Trajano no dijo nada y siguió caminando. Comprendió de inmediato que Plinio había debido de hablar ya con Menenio y pactado defender a su hija y que, seguramente, temía que él, el César, le ordenara lo contrario.

—La hija de Menenio se merece la mejor defensa posible —dijo entonces el emperador a un todavía más confundido Plinio, que no terminaba de entender nada, pues Trajano, como Pontifex Maximus, estaría obligado a ejercer la acusación contra la vestal; pero el emperador continuaba hablando—. Tengo muchas ocupaciones para los próximos meses. Dejo el asunto de la defensa de Menenia en tus manos. —Lo miró un instante a los ojos—. No me falles, Plinio.

—No será una defensa fácil —se aventuró a decir el senador y abogado.

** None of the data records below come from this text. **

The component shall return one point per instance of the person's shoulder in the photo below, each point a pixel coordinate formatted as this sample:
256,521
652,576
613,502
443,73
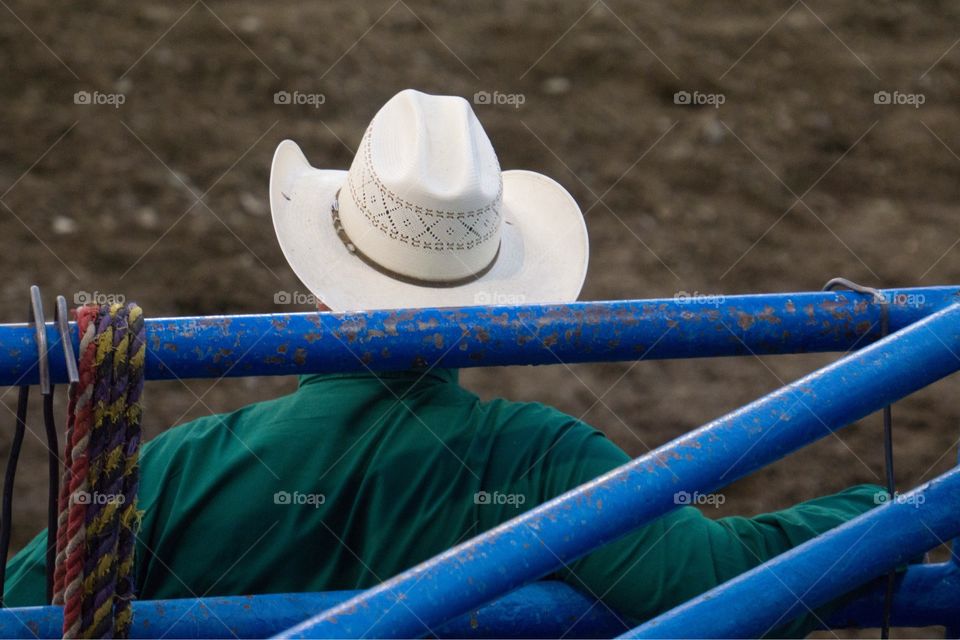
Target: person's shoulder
201,429
528,416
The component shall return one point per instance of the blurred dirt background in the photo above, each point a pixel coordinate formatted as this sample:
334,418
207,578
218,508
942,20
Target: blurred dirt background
797,177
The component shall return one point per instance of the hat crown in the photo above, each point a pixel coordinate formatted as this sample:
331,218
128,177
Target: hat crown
432,150
423,193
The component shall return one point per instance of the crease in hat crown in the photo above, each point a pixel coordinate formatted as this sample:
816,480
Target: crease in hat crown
423,195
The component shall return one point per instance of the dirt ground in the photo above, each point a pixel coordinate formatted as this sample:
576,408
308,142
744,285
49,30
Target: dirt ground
798,176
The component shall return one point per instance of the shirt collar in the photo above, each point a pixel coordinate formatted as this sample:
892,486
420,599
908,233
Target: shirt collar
418,377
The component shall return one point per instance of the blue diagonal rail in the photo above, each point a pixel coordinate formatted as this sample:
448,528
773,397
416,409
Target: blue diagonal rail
819,570
568,527
684,327
926,595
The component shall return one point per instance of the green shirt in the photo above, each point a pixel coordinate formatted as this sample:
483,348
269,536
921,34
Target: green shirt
354,478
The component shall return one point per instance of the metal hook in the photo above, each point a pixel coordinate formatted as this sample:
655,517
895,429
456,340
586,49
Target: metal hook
40,332
60,319
881,299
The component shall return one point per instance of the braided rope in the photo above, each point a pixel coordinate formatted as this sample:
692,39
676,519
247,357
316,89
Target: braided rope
95,550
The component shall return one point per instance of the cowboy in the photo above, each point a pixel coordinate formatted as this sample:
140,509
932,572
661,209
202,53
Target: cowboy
357,476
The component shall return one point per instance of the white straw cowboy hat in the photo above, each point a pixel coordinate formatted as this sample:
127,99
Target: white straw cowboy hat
425,218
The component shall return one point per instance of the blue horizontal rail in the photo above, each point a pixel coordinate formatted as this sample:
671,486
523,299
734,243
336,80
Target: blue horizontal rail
925,596
810,575
682,327
561,530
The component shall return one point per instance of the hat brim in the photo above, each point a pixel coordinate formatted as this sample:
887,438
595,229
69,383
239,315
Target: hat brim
543,252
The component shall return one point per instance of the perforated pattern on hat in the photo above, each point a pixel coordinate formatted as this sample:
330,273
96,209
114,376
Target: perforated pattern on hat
412,224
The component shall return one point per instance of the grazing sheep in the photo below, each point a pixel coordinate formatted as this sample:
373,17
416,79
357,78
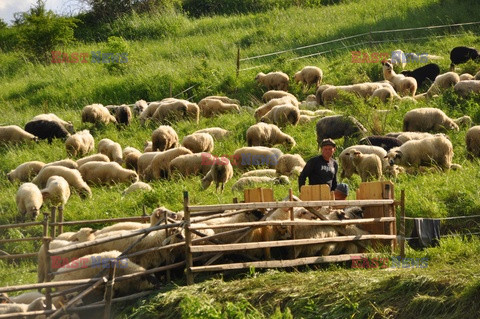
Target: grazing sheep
112,149
198,142
80,143
401,83
337,126
289,164
216,132
57,191
437,150
385,142
93,158
211,107
15,134
251,181
464,88
192,164
46,130
135,187
427,119
107,173
220,173
263,134
25,172
273,80
97,113
72,176
345,161
472,139
256,156
462,54
53,117
29,201
429,71
368,166
281,115
309,75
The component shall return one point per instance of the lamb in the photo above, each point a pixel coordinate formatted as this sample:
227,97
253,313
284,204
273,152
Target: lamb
462,54
211,107
198,142
217,133
289,164
192,164
281,115
97,113
29,201
57,191
437,150
427,119
263,134
164,138
135,187
220,173
273,80
15,134
401,83
72,176
385,142
93,158
251,181
46,130
265,108
52,117
337,126
368,166
80,143
429,71
107,173
25,172
112,149
309,75
464,88
256,155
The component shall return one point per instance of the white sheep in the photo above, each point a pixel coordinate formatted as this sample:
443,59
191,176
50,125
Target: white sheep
80,143
112,149
72,176
25,171
93,158
401,83
164,138
97,113
29,201
368,166
290,164
15,134
437,150
273,80
264,134
281,115
107,173
309,75
220,173
198,142
427,119
210,107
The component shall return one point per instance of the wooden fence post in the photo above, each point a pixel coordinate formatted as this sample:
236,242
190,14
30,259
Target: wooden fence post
188,240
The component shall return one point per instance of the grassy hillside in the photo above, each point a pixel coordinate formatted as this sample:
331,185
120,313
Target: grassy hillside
177,52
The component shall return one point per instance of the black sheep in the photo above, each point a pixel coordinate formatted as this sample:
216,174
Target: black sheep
460,55
429,71
46,129
385,142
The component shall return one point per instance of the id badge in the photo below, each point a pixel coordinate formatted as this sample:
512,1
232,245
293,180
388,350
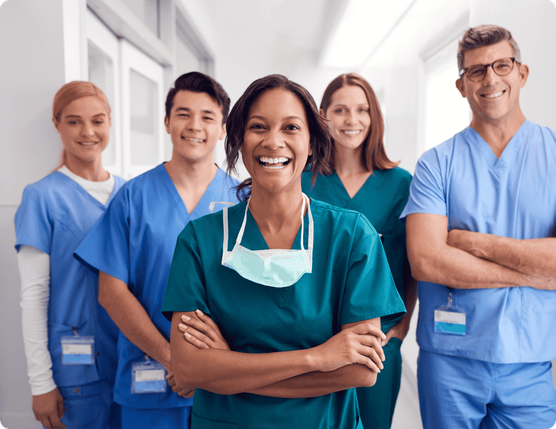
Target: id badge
449,319
148,377
78,350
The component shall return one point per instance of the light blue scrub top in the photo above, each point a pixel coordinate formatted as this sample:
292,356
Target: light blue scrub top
350,282
514,196
134,242
54,216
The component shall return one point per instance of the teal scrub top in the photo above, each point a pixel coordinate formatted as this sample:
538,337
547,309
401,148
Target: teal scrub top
381,199
350,282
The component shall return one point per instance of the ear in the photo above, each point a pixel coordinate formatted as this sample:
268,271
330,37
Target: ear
523,74
460,87
56,124
223,133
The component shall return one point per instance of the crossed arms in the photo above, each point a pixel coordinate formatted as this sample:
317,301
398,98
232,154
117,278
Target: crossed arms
472,260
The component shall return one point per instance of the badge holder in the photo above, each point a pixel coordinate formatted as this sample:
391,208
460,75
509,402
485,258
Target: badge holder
78,350
148,377
449,319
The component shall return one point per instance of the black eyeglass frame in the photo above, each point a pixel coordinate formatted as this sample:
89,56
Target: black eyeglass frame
486,66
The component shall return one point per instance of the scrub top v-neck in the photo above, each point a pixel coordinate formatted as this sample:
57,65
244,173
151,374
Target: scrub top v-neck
350,282
380,199
134,242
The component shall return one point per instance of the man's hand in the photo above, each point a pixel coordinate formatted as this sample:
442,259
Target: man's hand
49,409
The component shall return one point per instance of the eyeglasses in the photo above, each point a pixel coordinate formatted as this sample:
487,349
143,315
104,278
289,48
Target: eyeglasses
501,67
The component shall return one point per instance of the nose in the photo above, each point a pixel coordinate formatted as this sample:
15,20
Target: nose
87,130
194,123
273,140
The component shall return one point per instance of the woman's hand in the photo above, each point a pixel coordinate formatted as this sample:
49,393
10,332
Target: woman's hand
360,343
49,409
202,332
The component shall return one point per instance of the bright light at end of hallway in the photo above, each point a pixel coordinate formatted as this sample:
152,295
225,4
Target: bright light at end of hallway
361,29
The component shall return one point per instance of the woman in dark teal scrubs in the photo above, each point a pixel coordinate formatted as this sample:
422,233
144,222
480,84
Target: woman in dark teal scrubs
364,179
295,304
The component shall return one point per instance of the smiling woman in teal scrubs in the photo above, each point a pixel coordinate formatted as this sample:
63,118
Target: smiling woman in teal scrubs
289,318
364,179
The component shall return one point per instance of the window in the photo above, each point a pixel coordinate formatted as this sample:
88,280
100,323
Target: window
446,112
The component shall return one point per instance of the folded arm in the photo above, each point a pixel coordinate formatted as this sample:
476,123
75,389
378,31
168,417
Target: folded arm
300,373
432,259
536,257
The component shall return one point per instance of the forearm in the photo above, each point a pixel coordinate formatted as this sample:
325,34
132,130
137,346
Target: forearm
132,319
34,270
227,372
433,260
320,383
536,257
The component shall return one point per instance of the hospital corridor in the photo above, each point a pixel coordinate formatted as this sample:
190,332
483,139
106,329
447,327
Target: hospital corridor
412,87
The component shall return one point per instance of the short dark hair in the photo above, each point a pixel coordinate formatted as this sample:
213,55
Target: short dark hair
199,82
319,140
485,35
373,154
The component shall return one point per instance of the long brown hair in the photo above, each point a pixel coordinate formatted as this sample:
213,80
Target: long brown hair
373,156
70,92
320,140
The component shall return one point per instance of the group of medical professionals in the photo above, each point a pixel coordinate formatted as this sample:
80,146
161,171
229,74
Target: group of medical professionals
184,298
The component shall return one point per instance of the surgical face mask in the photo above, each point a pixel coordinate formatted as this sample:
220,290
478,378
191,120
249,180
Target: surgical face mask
272,267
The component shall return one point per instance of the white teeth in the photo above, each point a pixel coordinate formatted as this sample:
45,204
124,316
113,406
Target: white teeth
272,160
498,94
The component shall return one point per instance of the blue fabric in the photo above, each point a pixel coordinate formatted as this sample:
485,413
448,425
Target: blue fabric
90,406
169,418
465,393
514,196
134,242
350,282
54,216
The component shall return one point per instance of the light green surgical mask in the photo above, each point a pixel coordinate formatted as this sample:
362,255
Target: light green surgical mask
271,267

—Por supuesto que no. Nada fácil —confirmó Trajano—, pero tampoco lo fue la acusación contra Mario Prisco y allí lo hiciste bien. Ahora tengo que ver a Quieto y Longino. A partir de ahora será mejor que tú y yo ya no hablemos hasta que el asunto del juicio quede resuelto. —Y aceleró el paso al tiempo que levantaba su mano derecha sin ni siquiera mirar atrás. Plinio se detuvo y se hizo a un lado mientras el resto de la comitiva imperial pasaba ante él. Pudo ver cómo Quieto y Longino aceleraban para situarse junto al emperador. Plinio miró al suelo. Trajano le había encargado la defensa de Menenia. ¿Por qué? Y el César esperaba que todo fuera como en el caso de Prisco, es decir, que ganara el juicio. Sólo había un pequeño gran problema: en Roma siempre era mucho más fácil conseguir una condena, como con el gobernador corrupto Prisco, que una absolución. Y las cuatro últimas vestales acusadas de crimen incesti estaban muertas.

La comitiva imperial pasó a su lado y luego toda la guardia pretoriana. Cayo Plinio Cecilio Segundo se quedó a solas en la penumbra de aquel largo túnel.